History must be recorded with care

Dear Editor,

It is very easy, I suppose, to rewrite history, when the writer cares only to put forward points that support that individual’s agenda. Your Wednesday, January 16, edition contained two letters, which, to me, are examples of that type of historian in the making.

First, there is Mr Peter S Charles’s view in his letter captioned “Government has not taken away the villages the former slaves purchased” This gentleman names two such villages and contemptuously says that, with the others these amounted to “less than 10,000 acres”. I say all the more reason why the descendants should not be begrudged the assistance they need to ensure the acquisition of the requisite titles. Instead, places like Farm on the East Bank Essequibo and Queenstown have seen, over the years, cases of what we know as claims by prescriptive right, because the process is abused.

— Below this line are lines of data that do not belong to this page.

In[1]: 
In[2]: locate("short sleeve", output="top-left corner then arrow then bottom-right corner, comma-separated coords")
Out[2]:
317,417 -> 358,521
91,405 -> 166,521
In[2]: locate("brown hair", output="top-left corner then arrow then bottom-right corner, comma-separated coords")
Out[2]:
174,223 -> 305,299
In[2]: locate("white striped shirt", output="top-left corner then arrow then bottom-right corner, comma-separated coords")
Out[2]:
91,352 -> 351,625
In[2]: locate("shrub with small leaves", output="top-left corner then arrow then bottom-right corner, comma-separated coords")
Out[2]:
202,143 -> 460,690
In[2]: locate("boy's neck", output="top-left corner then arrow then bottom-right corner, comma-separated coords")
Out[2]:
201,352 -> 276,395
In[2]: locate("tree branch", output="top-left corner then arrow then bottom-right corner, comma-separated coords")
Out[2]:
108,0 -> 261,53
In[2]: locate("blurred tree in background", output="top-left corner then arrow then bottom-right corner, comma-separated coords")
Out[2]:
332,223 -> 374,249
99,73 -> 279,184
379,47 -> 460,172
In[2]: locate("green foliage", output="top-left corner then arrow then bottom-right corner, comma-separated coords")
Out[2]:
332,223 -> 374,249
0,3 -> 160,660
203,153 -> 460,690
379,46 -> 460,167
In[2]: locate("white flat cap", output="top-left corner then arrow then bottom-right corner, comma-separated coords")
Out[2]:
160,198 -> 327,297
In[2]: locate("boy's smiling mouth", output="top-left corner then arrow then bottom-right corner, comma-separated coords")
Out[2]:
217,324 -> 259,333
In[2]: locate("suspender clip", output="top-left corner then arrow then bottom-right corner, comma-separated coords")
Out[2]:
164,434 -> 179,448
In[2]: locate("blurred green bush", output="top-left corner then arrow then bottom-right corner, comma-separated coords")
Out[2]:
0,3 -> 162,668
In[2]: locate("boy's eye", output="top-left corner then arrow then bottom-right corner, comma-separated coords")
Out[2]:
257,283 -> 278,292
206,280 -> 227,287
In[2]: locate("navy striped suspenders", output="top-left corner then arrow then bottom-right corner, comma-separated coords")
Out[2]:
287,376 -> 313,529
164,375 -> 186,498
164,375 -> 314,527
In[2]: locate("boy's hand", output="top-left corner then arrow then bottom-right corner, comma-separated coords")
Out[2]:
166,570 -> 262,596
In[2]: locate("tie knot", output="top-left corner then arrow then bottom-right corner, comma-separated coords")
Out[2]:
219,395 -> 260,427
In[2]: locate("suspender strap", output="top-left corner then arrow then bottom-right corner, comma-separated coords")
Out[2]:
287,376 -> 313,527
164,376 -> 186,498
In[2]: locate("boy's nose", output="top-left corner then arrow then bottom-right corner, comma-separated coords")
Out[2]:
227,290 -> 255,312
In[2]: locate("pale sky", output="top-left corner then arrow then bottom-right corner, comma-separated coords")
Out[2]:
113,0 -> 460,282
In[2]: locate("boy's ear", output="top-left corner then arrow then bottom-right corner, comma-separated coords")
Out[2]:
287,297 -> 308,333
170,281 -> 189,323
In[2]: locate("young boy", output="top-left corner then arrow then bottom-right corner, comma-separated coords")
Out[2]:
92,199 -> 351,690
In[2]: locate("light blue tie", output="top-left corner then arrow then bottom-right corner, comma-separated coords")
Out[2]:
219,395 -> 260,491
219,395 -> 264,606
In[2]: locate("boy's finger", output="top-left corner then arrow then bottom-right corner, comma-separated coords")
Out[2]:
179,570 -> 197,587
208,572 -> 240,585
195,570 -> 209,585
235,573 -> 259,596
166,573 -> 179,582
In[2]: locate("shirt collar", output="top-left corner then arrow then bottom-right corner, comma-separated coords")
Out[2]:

But Mr Charles seems to think that these descendants of slaves are not worth being bothered with since, as he puts it, those slaves came to the west, after having been sold into the state by their fellow Africans. Now what has that got to do with seeking to ensure that lands purchased with hard-earned savings by emancipated slaves, are legally passed down to survivors? Or does Mr Charles not know that the sale of captives into bondage (or even holding them as such by their captors) had been a world-wide practice from time immemorial? But I ask again, what has that got to do with whether or not the process being proposed by ACDA and others should be adopted or not?

And by the way, Mr Charles had better read well to know that the greater number of those hundreds of thousands of Africans brought over here, were forcefully kidnapped from their farms, their villages, by marauding “traders” who were bent upon enriching themselves by that means. Roots might not be all accurate, but, for a start I would suggest a read of that story. But there are others that are available – that is, if this Mr Charles can face the facts of that period.

Then there is this other gentleman, Mr Murtland Slugger Williams, telling us that “Prices shot up after the 1989 budget”. Yes, we know that. We also know other things that this Mr Williams may not have remembered, or never understood, or else finds inconvenient. The Hoyte administration had expected prices to rise. The rate of exchange had been held down by means that did not allow the free conduct of business. Letting it float was a calculated move. However, it was part of what was described as an Economic Recovery Programme and it was accompanied by the Social Impact Amelioration Programme (SIMAP) which the PPP/C administration immediately grasped and proceeded to politicise, as it has done almost everything since 1992.

What has this regime done with all the funding arranged mainly by Mr Hoyte prior to the change of government? What has happened to electricity, to water, to roads to everything for which financing flowed so readily over the last fifteen years, through the push-start given by the outgoing Hoyte administration?

And yes, people were hurt by the initial impact of those measures. Are they any less hurt today, more than 15 years later? Yes, many PNC supporters must have been among those who protested. It is nice to know that it was our “rowdy” ladies that rescued Mr Rohee then. History does not seem to indicate his appreciation. History has shown, however, that those same women also came to the rescue (or aid) at a later date, of one Mr Robert HO Corbin, who was leading a protest against the activities of a PPP/C administration which was then “pun top” and which did not seem to be imbued with any care about who got hurt in the process. You remember that Mr Murtland Slugger Williams, and by the same police?

Talk about telling the whole truth and nothing more – or less?